¿Cómo saber si tengo dislexia?
Autor: Giovana Femat Roldán

La dislexia es un trastorno específico del aprendizaje que afecta principalmente las habilidades de lectura y escritura, pero puede tener un impacto mucho más amplio en la vida de un niño. Reconocer los signos de dislexia es fundamental para proporcionar la intervención adecuada a tiempo y evitar complicaciones a largo plazo. Si te preguntas si tu hijo podría tener dislexia, es importante estar atento a ciertos indicadores y saber cuándo buscar ayuda profesional.
¿Qué es la dislexia?
La dislexia es una dificultad en el procesamiento del lenguaje que afecta la capacidad para leer, escribir y, en algunos casos, para realizar cálculos matemáticos. No está relacionada con la inteligencia; de hecho, muchos niños con dislexia son muy creativos y tienen habilidades excepcionales en otras áreas. Sin embargo, la dislexia puede dificultar el desempeño académico y causar frustración tanto en los niños como en sus familias.
Señales tempranas de dislexia
Identificar la dislexia en edades tempranas puede ser desafiante, ya que los síntomas pueden variar de un niño a otro. Sin embargo, existen algunas señales comunes que pueden indicar la presencia de este trastorno:
- Retraso en el habla:
Algunos niños con dislexia pueden comenzar a hablar más tarde que sus compañeros o tener dificultades para pronunciar palabras correctamente.
- Dificultades con la rima:
Los niños disléxicos a menudo tienen problemas para reconocer o crear rimas, lo cual es un indicador temprano de problemas en la conciencia fonológica, una habilidad clave para la lectura.
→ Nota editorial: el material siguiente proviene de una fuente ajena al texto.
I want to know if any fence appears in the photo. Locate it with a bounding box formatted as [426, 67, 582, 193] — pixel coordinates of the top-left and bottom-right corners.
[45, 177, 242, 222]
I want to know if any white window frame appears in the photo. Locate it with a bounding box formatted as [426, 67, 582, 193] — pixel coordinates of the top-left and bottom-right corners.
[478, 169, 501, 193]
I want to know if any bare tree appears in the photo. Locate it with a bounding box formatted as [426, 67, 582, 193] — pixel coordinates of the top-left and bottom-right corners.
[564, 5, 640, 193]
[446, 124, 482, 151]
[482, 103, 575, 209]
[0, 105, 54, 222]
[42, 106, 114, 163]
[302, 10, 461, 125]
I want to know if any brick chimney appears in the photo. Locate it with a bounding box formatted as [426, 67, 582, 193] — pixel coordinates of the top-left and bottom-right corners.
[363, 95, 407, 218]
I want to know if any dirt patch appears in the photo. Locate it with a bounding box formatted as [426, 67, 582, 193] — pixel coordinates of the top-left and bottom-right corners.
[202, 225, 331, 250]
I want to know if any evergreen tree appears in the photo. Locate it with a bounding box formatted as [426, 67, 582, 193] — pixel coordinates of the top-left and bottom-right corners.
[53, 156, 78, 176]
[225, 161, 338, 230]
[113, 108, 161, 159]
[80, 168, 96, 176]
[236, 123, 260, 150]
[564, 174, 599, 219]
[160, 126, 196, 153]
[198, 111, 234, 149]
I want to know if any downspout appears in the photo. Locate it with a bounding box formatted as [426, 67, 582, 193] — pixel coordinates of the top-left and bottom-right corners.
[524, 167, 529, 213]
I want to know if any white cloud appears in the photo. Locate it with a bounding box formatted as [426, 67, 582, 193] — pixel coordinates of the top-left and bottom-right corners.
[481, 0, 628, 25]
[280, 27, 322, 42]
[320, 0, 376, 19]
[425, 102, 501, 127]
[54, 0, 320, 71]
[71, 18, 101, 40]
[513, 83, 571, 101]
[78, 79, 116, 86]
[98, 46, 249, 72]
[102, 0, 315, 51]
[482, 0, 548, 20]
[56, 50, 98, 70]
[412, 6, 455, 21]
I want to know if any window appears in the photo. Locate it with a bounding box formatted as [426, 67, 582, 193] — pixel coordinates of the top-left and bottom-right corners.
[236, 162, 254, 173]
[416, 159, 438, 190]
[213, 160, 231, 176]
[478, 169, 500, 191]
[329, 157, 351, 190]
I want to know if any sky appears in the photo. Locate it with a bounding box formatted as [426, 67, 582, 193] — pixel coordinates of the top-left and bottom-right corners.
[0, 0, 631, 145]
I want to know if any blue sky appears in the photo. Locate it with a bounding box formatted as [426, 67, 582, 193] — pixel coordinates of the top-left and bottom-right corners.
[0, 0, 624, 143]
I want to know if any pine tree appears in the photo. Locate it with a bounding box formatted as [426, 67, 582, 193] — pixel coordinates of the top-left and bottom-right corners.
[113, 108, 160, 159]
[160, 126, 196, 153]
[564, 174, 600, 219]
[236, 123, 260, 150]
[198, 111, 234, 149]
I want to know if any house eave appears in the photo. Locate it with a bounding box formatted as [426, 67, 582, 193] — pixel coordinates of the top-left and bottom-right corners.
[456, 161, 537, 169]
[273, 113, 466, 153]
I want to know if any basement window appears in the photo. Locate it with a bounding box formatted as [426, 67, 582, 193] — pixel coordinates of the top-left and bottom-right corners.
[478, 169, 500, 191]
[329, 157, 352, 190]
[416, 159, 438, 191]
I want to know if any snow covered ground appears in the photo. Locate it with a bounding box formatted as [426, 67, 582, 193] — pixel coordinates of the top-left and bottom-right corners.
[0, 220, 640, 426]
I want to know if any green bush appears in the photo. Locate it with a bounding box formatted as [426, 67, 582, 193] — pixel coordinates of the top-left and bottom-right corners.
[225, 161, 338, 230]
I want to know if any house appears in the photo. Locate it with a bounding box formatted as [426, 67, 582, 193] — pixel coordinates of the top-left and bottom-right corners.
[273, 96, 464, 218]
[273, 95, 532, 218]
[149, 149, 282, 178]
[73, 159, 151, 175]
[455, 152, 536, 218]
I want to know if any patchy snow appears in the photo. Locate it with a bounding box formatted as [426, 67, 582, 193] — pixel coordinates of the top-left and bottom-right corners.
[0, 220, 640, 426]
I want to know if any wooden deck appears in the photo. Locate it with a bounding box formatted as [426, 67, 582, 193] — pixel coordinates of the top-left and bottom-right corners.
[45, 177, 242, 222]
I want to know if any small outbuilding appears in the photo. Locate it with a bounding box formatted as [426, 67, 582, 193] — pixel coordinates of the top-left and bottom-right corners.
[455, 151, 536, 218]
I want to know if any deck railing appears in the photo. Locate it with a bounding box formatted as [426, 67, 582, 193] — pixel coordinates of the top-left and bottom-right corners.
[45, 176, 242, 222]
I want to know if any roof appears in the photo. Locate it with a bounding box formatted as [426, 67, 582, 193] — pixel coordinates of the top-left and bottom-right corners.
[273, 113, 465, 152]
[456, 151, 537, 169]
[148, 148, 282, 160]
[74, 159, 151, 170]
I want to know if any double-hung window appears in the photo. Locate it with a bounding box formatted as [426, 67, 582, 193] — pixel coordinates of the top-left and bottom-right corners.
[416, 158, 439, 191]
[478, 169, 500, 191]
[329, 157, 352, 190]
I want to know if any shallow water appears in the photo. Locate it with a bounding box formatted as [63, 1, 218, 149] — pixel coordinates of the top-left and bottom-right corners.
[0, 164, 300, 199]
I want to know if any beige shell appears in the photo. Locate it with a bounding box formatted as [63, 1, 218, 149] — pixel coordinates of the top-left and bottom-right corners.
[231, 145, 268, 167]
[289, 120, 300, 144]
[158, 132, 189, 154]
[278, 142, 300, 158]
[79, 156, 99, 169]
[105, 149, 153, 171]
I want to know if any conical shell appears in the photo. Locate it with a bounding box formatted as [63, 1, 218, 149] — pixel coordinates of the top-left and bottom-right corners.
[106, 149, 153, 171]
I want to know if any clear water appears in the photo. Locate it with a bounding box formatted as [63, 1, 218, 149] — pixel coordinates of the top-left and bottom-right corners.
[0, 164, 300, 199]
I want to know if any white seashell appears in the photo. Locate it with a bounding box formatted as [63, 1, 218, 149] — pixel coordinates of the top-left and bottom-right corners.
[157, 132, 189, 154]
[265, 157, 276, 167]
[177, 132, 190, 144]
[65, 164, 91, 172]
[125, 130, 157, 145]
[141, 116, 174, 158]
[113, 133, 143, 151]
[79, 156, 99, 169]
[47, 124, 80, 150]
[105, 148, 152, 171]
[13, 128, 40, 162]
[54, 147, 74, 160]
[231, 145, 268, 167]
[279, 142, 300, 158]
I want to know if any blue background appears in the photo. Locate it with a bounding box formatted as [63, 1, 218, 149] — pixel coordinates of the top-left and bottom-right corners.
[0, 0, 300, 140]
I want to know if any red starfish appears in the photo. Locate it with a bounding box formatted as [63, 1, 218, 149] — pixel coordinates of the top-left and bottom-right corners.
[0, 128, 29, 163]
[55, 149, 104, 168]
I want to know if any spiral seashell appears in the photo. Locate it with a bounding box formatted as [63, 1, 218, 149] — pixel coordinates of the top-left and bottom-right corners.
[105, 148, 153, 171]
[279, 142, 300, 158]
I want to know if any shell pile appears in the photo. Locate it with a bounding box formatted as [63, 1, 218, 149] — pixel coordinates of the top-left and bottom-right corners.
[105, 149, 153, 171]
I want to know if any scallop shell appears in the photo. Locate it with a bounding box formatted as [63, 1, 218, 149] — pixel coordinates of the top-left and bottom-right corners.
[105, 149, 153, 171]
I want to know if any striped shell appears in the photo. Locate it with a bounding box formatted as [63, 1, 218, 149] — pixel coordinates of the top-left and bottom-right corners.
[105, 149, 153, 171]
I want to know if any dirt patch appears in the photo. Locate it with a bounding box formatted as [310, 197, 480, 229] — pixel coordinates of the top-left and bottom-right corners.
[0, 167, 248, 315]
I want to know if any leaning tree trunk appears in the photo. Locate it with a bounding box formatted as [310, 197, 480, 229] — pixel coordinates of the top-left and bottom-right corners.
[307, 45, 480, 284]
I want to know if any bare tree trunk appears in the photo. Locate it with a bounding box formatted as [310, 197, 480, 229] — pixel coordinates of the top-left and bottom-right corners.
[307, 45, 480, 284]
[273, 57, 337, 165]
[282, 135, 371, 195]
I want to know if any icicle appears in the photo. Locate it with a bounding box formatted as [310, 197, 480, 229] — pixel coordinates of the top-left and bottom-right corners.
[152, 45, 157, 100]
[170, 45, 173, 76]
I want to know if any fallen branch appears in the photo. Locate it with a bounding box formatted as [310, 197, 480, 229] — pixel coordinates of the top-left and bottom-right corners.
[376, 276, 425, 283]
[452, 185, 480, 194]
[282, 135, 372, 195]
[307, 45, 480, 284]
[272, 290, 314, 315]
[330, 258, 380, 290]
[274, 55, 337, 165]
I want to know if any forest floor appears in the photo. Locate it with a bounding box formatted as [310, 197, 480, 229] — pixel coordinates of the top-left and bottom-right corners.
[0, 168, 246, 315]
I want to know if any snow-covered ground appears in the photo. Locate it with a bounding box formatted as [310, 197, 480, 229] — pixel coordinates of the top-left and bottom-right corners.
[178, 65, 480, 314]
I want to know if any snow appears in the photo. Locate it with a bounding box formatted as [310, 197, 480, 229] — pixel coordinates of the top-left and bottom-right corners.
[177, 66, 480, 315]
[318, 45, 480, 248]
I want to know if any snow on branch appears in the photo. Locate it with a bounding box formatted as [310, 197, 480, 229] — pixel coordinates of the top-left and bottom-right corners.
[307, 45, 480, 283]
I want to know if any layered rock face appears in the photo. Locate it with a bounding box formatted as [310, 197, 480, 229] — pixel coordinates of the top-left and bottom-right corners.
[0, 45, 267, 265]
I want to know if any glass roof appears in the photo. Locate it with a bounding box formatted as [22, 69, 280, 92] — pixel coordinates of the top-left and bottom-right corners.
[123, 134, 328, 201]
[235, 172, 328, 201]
- Problemas con la identificación de letras y sonidos:
Un niño con dislexia puede tener dificultades para aprender el alfabeto, identificar letras y asociarlas con sus sonidos correspondientes.
- Inversión de letras y palabras:
Aunque es normal que los niños pequeños inviertan letras y números mientras aprenden a escribir, los niños con dislexia pueden continuar haciéndolo más allá de la edad en que sus compañeros han superado este comportamiento.
- Dificultades para seguir instrucciones secuenciales:
Los niños con dislexia pueden tener problemas para recordar y seguir instrucciones en un orden específico.
- Problemas de memoria a corto plazo:
La dificultad para recordar nombres, colores o números puede ser un signo de dislexia, especialmente si se observa junto con otros síntomas.

Indicadores en la edad escolar
Una vez que el niño comienza la educación formal, los síntomas de dislexia pueden volverse más evidentes:
- Lectura lenta y laboriosa:
Los niños con dislexia pueden leer a un ritmo significativamente más lento que sus compañeros, y pueden evitar la lectura siempre que sea posible.
- Dificultad para descifrar palabras nuevas:
Identificar palabras desconocidas es un reto, lo que puede afectar la comprensión lectora.
- Errores ortográficos frecuentes:
Los errores ortográficos pueden ser inconsistentes, y el niño puede escribir la misma palabra de diferentes maneras en un mismo texto.
- Problemas con la escritura:
La estructura de las oraciones puede ser deficiente, y la escritura a mano puede ser desorganizada o difícil de leer.
- Dificultades en matemáticas:
Aunque la dislexia se asocia principalmente con la lectura, los problemas en matemáticas también son comunes, especialmente en la resolución de problemas y en la memorización de secuencias numéricas.
¿Cuándo buscar ayuda profesional?
Si observas varios de estos signos en tu hijo, es recomendable buscar una evaluación profesional. Un especialista en la atención de trastornos del aprendizaje, como un neuropsicólogo o un neurólogo pediátrico, puede realizar una evaluación completa para determinar si tu hijo tiene dislexia.
¿Qué hacer si tu hijo tiene dislexia?
Un diagnóstico de dislexia puede ser abrumador, pero es el primer paso hacia el apoyo y las intervenciones necesarias. Existen estrategias educativas y terapias específicas que pueden ayudar a los niños con dislexia a desarrollar sus habilidades de lectura y escritura. Además, es fundamental proporcionar un entorno de apoyo en casa y trabajar en estrecha colaboración con los educadores para garantizar que tu hijo reciba la ayuda que necesita.
Reflexión final
La dislexia es un reto, pero con la intervención adecuada, los niños pueden superar muchas de las dificultades asociadas y tener éxito en la escuela y en la vida. Si sospechas que tu hijo podría tener dislexia, no dudes en buscar ayuda. La detección temprana y el apoyo adecuado pueden marcar una diferencia significativa en su desarrollo.
La comprensión y el apoyo son claves para que los niños con dislexia alcancen su máximo potencial, y como padres y cuidadores, jugar un papel activo en este proceso puede transformar sus vidas de maneras profundas y duraderas.